26 октября. Горький вспоминал о Чехове: был в Ялте татарин — все подмигивал одним глазом: ходил к знаменитостям и подмигивал. Чехов его не любил. Один раз спрашивает маму: — Мамаша, зачем приходил этот татарин? — А он, Антоша, хотел спросить у тебя одну вещь. — Какую? — Как ловят китов? — Китов? Ну, это очень просто: берут много селедок, целую сотню, и бросают киту. Кит наестся соленого и захочет пить. А пить ему не дают — нарочно! В море вода тоже соленая — вот он и плывет к реке, где пресная вода. Чуть он заберется в реку, люди делают в реке загородку, чтобы назад ему ходу не было, и кит пойман. — Мамаша кинулась разыскивать татарина, чтобы рассказать ему, как ловят китов. Дразнил бедную старуху.
28 октября. Должно было быть заседание Исторических картин, но не состоялось (Тихонов заболтался с дамой — Кемеровой) — и Горький стал рассказывать нам разные истории. Мы сидели как очарованные. Рассказывал конфузливо, в усы — а потом разошелся. Начал с обезьяны — как он пошел с Шаляпиным в цирк, и там показывали обезьяну, которая кушала, курила и т. д. И вот неожиданно — смотрю: Федор тут же, при публике, делает все обезьяньи жесты — чешет рукою за ухом и т. д. Изумительно! Потом Горький перешел на селедку — как сельдь «идет»: вот этакий остров — появляется в Каспийском (опаловом, зеленоватом) море и движется. Слой сельдей такой густой, что вставь весло — стоит. Верхние уже не в воде, а сверху, в воздухе — уже сонные — очень красиво. Есть такие озорники (люди), что ныряют вглубь, но потом не вынырнуть, все равно как под лед нырнули, тонут.
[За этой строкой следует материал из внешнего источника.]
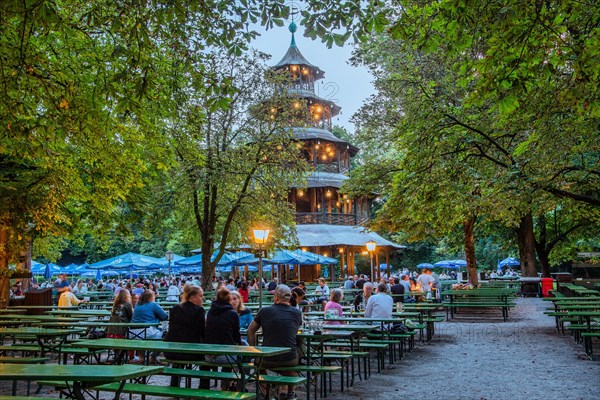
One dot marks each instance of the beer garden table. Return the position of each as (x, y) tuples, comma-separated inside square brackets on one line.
[(239, 352), (76, 377)]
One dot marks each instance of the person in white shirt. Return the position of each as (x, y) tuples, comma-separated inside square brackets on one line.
[(323, 292), (425, 280), (380, 305)]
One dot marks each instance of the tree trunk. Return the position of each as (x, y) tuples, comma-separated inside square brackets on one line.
[(4, 281), (208, 268), (469, 228), (541, 246), (526, 240)]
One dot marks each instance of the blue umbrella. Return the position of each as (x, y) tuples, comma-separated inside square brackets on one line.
[(47, 272), (443, 264), (510, 262), (458, 263), (129, 261)]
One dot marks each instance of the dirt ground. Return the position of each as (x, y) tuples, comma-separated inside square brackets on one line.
[(478, 358), (523, 358)]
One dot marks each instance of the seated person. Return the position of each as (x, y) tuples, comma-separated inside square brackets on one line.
[(333, 308), (186, 325), (380, 305), (223, 327), (280, 323), (68, 299), (322, 291)]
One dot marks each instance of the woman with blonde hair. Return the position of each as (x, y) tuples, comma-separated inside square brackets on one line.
[(237, 302)]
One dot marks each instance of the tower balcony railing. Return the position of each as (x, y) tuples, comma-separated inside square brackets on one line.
[(302, 86), (303, 218), (334, 168)]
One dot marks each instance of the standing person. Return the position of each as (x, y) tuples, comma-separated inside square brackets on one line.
[(237, 302), (272, 286), (68, 299), (380, 305), (186, 325), (173, 292), (425, 280), (360, 282), (223, 327), (360, 301), (322, 291), (349, 283), (122, 312), (333, 306), (148, 311), (280, 323), (297, 300), (243, 290), (398, 290)]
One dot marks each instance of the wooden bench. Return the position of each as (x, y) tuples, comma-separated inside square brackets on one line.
[(268, 380), (23, 360), (587, 340), (324, 371), (161, 391), (478, 302)]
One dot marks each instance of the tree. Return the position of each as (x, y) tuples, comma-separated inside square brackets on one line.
[(522, 88), (234, 157), (79, 91)]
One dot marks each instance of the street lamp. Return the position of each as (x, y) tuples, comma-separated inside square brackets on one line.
[(260, 238), (169, 256), (371, 245)]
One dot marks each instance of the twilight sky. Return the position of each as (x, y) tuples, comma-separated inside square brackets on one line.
[(348, 86)]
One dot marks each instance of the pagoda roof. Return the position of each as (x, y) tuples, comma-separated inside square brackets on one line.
[(310, 94), (322, 235), (295, 57), (322, 134), (326, 179)]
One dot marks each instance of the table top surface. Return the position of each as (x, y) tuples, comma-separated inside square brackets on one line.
[(39, 318), (39, 331), (350, 327), (87, 373), (93, 313), (176, 347), (362, 319)]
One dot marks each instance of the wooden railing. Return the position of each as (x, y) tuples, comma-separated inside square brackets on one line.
[(326, 218)]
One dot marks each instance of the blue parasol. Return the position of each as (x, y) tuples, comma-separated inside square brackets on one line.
[(47, 272)]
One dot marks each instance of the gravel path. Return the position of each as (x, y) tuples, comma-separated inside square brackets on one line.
[(482, 359), (523, 358)]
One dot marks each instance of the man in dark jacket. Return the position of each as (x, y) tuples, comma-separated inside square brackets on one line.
[(186, 325), (223, 327), (280, 323), (398, 290)]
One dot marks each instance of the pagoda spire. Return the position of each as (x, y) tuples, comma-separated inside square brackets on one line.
[(293, 28)]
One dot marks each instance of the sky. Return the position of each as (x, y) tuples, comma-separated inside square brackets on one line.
[(348, 86)]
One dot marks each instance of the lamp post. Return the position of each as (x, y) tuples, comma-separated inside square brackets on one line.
[(371, 245), (260, 238), (169, 256)]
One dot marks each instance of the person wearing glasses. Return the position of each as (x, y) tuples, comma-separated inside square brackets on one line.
[(186, 325)]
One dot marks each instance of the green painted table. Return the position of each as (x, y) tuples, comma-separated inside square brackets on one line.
[(81, 313), (239, 352), (48, 339), (81, 376)]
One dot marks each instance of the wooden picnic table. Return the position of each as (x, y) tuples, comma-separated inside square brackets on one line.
[(81, 313), (237, 352), (76, 377), (49, 340)]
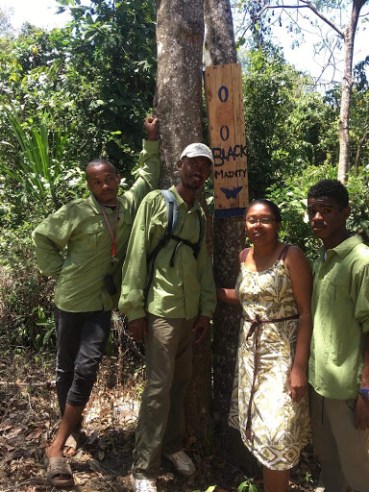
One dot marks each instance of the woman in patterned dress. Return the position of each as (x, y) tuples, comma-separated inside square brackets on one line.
[(274, 288)]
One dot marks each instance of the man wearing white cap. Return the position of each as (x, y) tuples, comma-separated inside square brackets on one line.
[(169, 301)]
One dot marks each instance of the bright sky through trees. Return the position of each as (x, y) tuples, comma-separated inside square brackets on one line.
[(43, 13)]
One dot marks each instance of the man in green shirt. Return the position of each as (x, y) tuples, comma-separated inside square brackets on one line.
[(82, 246), (168, 302), (339, 359)]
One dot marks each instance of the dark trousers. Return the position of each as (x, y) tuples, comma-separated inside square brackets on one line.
[(81, 340)]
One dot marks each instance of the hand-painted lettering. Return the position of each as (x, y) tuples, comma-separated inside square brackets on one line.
[(224, 133), (221, 155)]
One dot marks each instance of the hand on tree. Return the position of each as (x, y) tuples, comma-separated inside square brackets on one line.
[(138, 329)]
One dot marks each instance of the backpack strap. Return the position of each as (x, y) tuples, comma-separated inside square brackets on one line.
[(172, 213)]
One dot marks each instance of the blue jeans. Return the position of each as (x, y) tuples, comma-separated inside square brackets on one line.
[(81, 340)]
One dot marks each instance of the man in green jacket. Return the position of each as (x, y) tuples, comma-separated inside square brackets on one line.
[(82, 246), (339, 357), (169, 302)]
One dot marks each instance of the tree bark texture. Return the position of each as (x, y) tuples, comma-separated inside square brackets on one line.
[(219, 41), (180, 39), (229, 240), (180, 36), (346, 92)]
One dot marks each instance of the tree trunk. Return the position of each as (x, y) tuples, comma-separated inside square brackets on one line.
[(229, 240), (180, 38), (344, 123)]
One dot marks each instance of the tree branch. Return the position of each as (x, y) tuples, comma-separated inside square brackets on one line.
[(313, 9)]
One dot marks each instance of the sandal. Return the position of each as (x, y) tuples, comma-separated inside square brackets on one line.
[(59, 473), (71, 446), (73, 443)]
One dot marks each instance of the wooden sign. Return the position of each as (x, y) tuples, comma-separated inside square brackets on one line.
[(223, 88)]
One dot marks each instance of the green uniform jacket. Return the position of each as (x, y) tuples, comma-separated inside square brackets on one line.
[(184, 290), (73, 244), (340, 307)]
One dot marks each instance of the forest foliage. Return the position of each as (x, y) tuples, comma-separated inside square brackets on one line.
[(73, 94)]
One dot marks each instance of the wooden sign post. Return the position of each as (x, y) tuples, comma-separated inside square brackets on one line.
[(223, 88)]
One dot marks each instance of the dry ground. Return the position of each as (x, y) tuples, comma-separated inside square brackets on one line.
[(29, 416)]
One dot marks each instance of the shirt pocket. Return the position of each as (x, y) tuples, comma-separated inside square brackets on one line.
[(90, 238)]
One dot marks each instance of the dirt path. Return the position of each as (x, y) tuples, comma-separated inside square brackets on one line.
[(29, 415)]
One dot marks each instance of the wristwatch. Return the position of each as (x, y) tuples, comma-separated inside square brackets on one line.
[(364, 392)]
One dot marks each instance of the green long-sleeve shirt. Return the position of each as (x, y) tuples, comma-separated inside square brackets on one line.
[(184, 290), (73, 245)]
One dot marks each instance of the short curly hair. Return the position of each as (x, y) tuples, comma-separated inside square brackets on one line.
[(331, 188)]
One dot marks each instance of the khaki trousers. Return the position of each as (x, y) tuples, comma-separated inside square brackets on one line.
[(341, 449), (161, 426)]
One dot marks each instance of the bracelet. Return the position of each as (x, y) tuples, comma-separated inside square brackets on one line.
[(364, 392)]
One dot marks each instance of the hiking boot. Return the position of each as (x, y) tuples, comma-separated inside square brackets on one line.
[(140, 483), (182, 462)]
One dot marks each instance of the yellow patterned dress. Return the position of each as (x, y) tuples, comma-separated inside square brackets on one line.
[(272, 426)]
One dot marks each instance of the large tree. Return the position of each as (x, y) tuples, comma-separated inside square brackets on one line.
[(180, 37)]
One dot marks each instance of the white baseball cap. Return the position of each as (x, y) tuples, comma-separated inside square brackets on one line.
[(198, 150)]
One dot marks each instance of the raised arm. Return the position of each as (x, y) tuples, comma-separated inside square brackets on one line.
[(149, 171), (50, 238)]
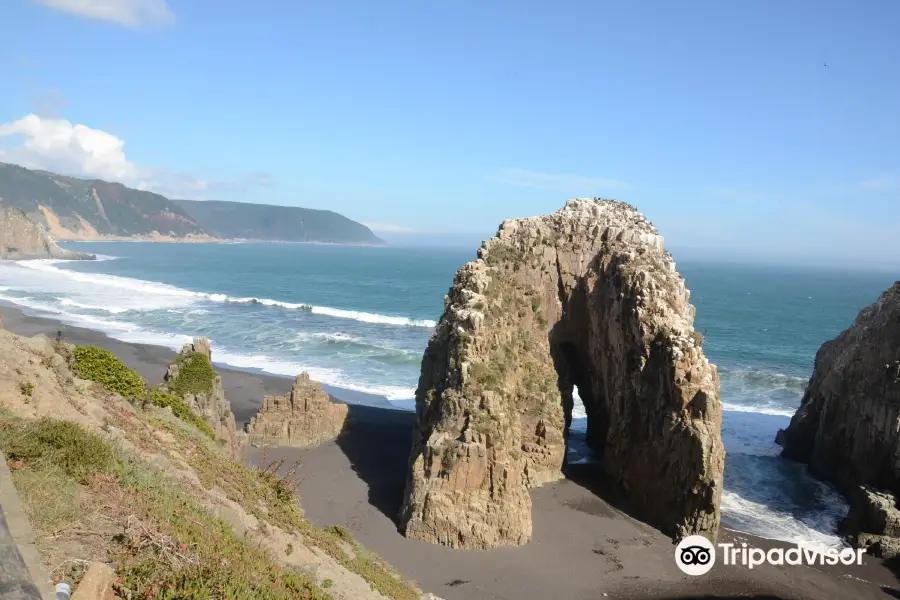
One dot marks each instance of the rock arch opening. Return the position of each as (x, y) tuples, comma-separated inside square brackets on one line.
[(586, 299)]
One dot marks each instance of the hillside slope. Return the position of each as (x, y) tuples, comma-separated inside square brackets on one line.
[(22, 238), (74, 208), (240, 220), (137, 482)]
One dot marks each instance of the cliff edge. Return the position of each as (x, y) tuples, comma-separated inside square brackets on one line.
[(302, 418), (848, 425), (21, 239), (586, 297)]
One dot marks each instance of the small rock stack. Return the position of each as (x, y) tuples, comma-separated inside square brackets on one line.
[(304, 417), (213, 407)]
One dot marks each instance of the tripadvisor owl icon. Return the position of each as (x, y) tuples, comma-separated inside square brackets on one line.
[(695, 555)]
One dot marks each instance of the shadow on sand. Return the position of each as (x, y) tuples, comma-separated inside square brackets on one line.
[(377, 443)]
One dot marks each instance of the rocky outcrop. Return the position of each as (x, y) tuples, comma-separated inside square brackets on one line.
[(584, 297), (21, 238), (848, 425), (304, 417), (210, 404)]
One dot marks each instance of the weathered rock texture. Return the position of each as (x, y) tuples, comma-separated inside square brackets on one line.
[(848, 425), (21, 238), (213, 407), (584, 297), (304, 417)]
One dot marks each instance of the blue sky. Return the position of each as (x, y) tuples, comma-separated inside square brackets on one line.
[(436, 120)]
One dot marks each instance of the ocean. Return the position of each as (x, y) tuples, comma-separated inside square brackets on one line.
[(359, 318)]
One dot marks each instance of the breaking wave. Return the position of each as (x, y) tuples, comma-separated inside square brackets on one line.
[(159, 290)]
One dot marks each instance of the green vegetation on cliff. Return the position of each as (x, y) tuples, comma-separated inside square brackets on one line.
[(181, 410), (104, 367), (165, 546), (108, 208), (195, 375), (100, 365), (239, 220)]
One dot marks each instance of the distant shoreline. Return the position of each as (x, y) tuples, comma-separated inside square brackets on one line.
[(208, 240), (151, 361)]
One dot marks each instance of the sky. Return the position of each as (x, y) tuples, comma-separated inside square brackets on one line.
[(756, 129)]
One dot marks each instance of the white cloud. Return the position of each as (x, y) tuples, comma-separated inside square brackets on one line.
[(59, 146), (390, 228), (577, 185), (130, 13)]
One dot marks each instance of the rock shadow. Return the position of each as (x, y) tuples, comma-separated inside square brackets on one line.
[(377, 443)]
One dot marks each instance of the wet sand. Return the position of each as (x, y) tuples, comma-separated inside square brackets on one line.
[(582, 547)]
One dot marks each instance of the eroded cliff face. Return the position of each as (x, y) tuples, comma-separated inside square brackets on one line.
[(848, 425), (584, 297), (211, 403), (304, 417), (21, 238)]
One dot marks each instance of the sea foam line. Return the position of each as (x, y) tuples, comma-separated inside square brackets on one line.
[(155, 287), (135, 334)]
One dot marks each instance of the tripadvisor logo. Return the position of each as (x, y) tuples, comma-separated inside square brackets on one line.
[(696, 555)]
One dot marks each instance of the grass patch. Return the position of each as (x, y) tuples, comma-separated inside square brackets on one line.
[(62, 445), (166, 546), (96, 364), (364, 562), (195, 375), (260, 490), (50, 497), (180, 409), (192, 556)]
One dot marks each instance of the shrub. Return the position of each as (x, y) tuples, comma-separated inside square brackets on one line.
[(180, 409), (102, 366), (61, 444), (195, 375)]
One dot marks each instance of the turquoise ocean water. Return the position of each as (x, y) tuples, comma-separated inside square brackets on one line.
[(359, 318)]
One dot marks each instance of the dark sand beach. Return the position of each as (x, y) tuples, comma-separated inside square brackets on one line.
[(582, 547)]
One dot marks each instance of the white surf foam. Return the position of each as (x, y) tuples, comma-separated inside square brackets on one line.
[(164, 295), (762, 410), (371, 317), (110, 309), (781, 526), (333, 377)]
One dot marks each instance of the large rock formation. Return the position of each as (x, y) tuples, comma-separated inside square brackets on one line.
[(584, 297), (206, 398), (304, 417), (21, 238), (848, 425)]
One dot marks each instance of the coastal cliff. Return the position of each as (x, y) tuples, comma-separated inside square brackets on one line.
[(140, 498), (21, 238), (586, 297), (848, 425), (304, 417)]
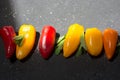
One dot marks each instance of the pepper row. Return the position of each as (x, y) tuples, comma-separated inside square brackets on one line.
[(76, 40)]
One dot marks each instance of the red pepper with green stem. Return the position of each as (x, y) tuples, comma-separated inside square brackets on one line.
[(7, 33)]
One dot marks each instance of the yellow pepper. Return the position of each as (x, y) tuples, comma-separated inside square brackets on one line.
[(94, 41), (28, 34), (72, 39)]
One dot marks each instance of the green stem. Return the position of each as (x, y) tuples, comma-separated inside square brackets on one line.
[(59, 47), (60, 39), (79, 51), (19, 40)]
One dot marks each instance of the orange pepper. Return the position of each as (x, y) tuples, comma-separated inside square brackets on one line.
[(94, 41), (110, 38)]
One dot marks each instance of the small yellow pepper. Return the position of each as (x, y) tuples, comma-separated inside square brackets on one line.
[(72, 39), (29, 33), (94, 41)]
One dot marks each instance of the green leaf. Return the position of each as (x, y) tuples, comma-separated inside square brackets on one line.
[(19, 40)]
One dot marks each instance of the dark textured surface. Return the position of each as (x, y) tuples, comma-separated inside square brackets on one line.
[(60, 14)]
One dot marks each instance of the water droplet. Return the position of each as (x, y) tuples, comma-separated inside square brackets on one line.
[(51, 12), (27, 19), (40, 16)]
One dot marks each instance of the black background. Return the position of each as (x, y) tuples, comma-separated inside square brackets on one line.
[(60, 14)]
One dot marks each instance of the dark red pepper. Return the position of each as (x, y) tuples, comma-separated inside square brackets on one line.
[(7, 33), (47, 41)]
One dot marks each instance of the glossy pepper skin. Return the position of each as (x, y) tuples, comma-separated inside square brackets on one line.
[(72, 39), (47, 41), (110, 37), (7, 33), (29, 33), (94, 41)]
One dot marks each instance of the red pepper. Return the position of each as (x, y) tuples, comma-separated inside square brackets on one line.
[(47, 41), (7, 33)]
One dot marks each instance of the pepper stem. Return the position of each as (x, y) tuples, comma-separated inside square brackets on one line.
[(59, 45), (19, 40)]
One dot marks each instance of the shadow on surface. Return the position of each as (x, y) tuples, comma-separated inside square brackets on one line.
[(7, 14)]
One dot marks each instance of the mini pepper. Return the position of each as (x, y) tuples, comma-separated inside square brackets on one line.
[(7, 33), (47, 41), (72, 39), (25, 40), (94, 41), (110, 37)]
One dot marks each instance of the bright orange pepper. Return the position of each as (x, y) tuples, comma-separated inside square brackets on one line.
[(94, 41), (72, 39), (110, 37)]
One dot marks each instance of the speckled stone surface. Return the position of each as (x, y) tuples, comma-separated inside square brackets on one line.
[(60, 14)]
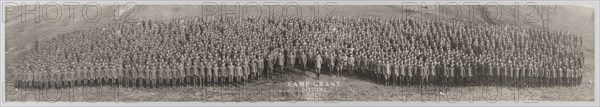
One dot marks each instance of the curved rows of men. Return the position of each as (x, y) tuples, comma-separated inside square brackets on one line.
[(199, 51)]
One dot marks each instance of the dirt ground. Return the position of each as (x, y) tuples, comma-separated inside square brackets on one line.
[(20, 35)]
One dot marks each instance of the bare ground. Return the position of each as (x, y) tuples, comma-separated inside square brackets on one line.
[(570, 18)]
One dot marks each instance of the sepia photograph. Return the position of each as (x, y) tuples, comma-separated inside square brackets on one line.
[(314, 52)]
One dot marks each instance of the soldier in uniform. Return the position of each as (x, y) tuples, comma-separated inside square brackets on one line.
[(351, 63), (280, 60), (318, 63), (196, 70), (291, 60), (253, 70), (189, 72), (331, 61), (246, 69), (223, 72), (270, 65), (403, 75), (425, 72), (230, 72), (260, 63), (387, 67), (215, 72), (181, 72), (239, 71), (209, 73), (409, 72), (303, 59), (395, 72), (153, 78), (160, 74)]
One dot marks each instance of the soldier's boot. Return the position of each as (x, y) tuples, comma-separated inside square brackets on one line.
[(239, 81), (318, 75), (172, 82)]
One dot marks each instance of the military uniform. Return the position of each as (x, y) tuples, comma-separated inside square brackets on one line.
[(318, 63)]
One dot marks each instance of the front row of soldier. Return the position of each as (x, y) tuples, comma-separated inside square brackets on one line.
[(234, 73)]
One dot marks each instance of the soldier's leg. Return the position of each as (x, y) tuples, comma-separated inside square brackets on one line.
[(318, 71)]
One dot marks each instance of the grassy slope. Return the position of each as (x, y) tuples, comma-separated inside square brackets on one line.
[(570, 18)]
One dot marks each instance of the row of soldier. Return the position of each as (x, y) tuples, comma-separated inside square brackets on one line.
[(388, 50)]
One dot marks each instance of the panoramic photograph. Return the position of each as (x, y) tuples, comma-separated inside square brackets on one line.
[(288, 52)]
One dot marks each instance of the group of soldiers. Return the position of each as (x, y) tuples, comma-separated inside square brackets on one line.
[(207, 51)]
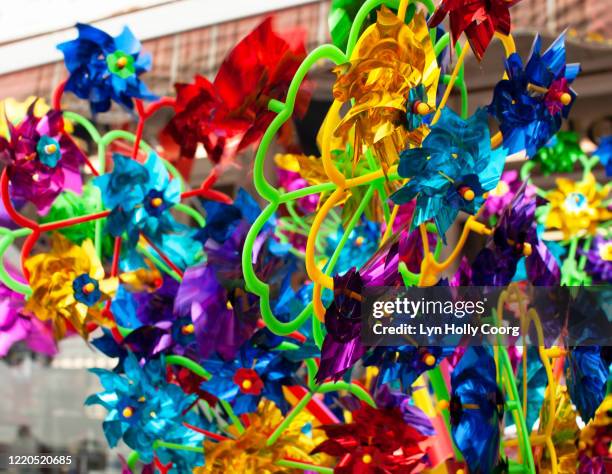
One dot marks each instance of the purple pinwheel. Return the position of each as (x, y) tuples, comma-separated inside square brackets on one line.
[(41, 159), (599, 260), (496, 264), (156, 327)]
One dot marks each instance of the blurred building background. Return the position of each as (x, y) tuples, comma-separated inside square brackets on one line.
[(189, 37)]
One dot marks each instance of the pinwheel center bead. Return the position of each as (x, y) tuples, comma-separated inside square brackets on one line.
[(187, 329), (420, 108), (467, 193), (501, 189), (575, 202), (429, 359), (565, 98), (605, 252), (122, 62)]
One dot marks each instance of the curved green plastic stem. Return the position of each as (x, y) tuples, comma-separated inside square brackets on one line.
[(182, 447), (356, 390), (188, 364), (85, 123), (8, 237), (263, 187), (517, 411)]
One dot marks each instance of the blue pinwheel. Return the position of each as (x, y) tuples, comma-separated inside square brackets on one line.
[(140, 197), (530, 103), (451, 171), (477, 407), (143, 408), (105, 69)]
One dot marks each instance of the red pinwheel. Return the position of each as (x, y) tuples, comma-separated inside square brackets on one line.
[(231, 113), (479, 19), (378, 440)]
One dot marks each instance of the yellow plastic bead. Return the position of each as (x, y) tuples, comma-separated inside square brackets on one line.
[(187, 329), (467, 193)]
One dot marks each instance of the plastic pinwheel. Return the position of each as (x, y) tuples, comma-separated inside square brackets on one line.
[(242, 326)]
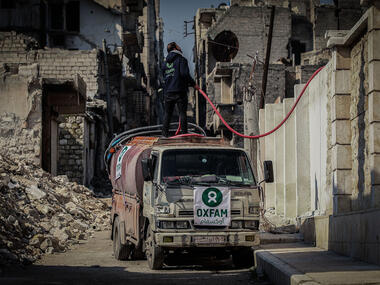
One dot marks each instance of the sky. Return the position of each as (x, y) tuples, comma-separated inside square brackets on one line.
[(174, 13)]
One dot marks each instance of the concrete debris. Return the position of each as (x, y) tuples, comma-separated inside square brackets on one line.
[(41, 214), (276, 224)]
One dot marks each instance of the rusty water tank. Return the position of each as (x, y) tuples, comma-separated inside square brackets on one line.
[(129, 179)]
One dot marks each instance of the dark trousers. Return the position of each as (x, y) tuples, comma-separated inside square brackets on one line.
[(172, 99)]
— А вы тонули? — спросил С.Ф.Ольденбург.
— Раз шесть. Один раз в Нижнем. Зацепился ногою за якорный канат (там был на дне якорь) и не мог освободить ногу. Так и остался бы на дне, если бы не увидел извозчик, который ехал по откосу, — он увидел, что вон человек нырнул, и кинулся поскорее. Ну, конечно, я без чувств был — и вот тогда я узнал, что такое, когда в чувство приводят. У меня и так кожа с ноги была содрана, как чулок (за якорь зацепили), а потом, как приводили в чувство, катали меня по камням, по доскам — все тело занозили, исцарапали; я глянул и думаю: здорово! Ведь они меня швыряли, как мертвого. И чуть очнулся, я сейчас же драться с околоточным — тот меня в участок свести хотел. Я не давался, но все же попал.